After the Nazis seized power in Berlin in 1933, the contradictions to Germany intensified. Several in the German population (Sudanese) collaborated with the Nazis in Germany. In 1938 Hitler demanded that the Sudanese territories be incorporated with Germany. Under pressure from the Germans, Britain and France signed in September 1938 under the Munich Agreement, agreeing to the Czechoslovakia cut. Areas where more than half of the population were Germans came to Germany. Later Poland also took a small land area in the northern Moravia, while Hungary after the same pattern received large parts of southern Slovakia where the majority of the population was of Hungarian origin.

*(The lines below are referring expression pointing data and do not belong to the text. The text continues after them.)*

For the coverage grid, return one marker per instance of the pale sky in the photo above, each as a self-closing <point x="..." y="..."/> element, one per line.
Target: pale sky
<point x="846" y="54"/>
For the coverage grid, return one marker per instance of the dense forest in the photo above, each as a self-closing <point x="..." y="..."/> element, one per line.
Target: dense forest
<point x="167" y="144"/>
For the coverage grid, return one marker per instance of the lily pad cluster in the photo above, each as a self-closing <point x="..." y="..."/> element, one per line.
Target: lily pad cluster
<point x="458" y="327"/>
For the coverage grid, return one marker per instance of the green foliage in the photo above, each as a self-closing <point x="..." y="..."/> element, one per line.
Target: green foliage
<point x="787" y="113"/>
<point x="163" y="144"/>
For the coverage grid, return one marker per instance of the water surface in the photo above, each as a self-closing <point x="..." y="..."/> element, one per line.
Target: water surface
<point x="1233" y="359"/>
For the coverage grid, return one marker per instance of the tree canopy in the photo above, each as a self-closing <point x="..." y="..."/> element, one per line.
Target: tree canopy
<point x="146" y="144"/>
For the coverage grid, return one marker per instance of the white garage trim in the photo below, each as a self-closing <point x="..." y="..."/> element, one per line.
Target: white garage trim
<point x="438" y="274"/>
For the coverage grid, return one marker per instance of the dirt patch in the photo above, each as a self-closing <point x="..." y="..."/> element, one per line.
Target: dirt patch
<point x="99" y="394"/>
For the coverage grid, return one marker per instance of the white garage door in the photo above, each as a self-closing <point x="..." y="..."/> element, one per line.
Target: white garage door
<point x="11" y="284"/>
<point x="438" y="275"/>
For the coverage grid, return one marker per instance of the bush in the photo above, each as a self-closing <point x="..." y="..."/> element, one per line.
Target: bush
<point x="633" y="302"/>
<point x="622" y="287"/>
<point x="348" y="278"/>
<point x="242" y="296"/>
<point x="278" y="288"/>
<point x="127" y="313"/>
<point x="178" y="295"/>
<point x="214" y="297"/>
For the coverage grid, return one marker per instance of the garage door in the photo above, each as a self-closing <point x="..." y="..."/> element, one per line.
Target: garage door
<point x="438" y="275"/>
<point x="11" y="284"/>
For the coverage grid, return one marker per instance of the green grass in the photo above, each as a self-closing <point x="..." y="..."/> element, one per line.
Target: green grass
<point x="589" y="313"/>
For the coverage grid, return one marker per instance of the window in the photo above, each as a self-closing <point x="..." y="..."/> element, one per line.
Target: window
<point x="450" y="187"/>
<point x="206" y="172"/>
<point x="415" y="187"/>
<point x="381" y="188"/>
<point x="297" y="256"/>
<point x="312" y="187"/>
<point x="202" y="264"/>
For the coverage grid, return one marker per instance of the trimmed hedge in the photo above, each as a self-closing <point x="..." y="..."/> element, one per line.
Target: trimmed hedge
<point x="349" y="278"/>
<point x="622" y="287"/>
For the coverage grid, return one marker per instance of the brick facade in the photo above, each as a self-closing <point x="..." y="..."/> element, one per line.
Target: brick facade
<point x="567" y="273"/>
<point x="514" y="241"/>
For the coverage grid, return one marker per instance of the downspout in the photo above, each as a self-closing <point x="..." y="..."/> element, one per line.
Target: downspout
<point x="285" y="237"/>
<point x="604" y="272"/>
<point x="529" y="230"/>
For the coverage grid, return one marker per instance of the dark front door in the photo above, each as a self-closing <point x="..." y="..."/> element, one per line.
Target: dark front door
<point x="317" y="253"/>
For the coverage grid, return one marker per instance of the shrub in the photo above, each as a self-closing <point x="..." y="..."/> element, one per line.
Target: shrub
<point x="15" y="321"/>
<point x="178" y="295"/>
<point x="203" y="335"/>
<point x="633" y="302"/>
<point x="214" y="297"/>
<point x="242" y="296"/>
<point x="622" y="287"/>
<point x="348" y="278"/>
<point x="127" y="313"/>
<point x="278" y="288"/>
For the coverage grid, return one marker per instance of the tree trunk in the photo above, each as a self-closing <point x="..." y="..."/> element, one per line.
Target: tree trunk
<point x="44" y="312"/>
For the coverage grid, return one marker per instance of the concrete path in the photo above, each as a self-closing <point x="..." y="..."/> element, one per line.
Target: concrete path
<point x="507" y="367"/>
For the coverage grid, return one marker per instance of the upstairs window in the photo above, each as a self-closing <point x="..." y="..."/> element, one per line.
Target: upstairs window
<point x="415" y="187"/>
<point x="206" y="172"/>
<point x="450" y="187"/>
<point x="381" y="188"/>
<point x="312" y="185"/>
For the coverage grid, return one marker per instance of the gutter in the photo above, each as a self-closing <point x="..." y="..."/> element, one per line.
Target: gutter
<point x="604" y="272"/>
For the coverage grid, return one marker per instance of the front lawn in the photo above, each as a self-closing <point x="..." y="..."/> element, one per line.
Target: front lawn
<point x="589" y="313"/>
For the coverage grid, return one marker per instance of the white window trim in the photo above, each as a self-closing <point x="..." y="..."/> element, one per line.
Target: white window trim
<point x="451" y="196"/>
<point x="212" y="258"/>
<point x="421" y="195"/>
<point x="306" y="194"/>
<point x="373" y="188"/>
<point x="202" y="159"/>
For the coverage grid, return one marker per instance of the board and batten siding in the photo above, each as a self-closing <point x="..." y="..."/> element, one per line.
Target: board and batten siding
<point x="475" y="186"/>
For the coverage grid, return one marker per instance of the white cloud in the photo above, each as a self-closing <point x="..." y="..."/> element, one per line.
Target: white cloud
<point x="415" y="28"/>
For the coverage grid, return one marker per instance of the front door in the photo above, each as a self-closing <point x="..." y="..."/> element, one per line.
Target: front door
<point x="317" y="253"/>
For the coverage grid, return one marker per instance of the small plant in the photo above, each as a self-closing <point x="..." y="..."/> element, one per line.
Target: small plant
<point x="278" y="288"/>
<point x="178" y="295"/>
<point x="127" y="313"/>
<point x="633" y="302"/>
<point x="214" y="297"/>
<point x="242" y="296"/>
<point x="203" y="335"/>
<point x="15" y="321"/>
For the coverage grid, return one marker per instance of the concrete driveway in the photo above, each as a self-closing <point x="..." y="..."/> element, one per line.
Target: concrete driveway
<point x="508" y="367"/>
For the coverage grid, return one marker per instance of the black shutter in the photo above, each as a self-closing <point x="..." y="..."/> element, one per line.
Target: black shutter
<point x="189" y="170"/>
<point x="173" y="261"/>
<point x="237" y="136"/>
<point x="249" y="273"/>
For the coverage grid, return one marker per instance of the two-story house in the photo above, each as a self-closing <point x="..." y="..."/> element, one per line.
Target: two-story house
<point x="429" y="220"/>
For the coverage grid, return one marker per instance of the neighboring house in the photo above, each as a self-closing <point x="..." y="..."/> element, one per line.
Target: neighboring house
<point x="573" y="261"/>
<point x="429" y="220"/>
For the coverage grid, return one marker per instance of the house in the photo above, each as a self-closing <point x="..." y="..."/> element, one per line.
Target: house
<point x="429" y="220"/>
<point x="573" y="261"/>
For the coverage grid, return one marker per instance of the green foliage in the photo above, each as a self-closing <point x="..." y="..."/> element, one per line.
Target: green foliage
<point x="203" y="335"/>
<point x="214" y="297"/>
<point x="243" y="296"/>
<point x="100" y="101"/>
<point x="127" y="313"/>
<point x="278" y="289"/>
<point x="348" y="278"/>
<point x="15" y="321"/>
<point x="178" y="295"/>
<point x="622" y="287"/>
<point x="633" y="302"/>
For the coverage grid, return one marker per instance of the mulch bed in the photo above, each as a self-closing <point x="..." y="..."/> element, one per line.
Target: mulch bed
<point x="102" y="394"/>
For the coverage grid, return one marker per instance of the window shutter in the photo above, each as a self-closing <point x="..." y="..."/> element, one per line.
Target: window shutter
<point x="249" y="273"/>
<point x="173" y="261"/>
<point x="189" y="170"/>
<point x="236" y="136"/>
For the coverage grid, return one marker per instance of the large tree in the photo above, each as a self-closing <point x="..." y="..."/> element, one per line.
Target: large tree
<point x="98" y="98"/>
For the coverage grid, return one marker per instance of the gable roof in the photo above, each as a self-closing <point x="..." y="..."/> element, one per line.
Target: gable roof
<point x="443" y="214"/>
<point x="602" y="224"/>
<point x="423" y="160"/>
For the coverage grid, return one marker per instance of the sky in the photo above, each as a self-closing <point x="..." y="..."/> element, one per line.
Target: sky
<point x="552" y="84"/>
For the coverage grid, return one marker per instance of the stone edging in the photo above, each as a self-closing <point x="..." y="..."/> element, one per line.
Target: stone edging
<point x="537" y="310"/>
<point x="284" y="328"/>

The Germans did not settle for the Sudanese territories: on March 15, 1939 Hitler allowed the rest of Bohemia and the Moravia to be converted into a German protectorate, the Bohemian Moravia. The day before, with Hitler’s support, Slovakia had declared itself an independent state. The leader of the new Slovak state became the priest Jozef Tiso, whose strong nationalist party with fascist-Catholic overtones as early as November 1938 had become the only one allowed in Slovakia.
Shortly after the outbreak of World War II, protests against the occupation power followed by German terror in Bohemia-Moravia occurred. An organized resistance movement arose and in London an exile government was led by Edvard Beneš. He had taken office as president in 1935, but left the country in the fall of 1938. Beneš collaborated with the Czechoslovak Communist leadership located in Moscow. Following an attack on the German national protector in 1942, the Nazis’ reprisals culminated, among other things with the annihilation of the village of Lidice near Prague.
Soviet troops invaded Slovakia in October 1944 and US forces in western Bohemia in April 1945.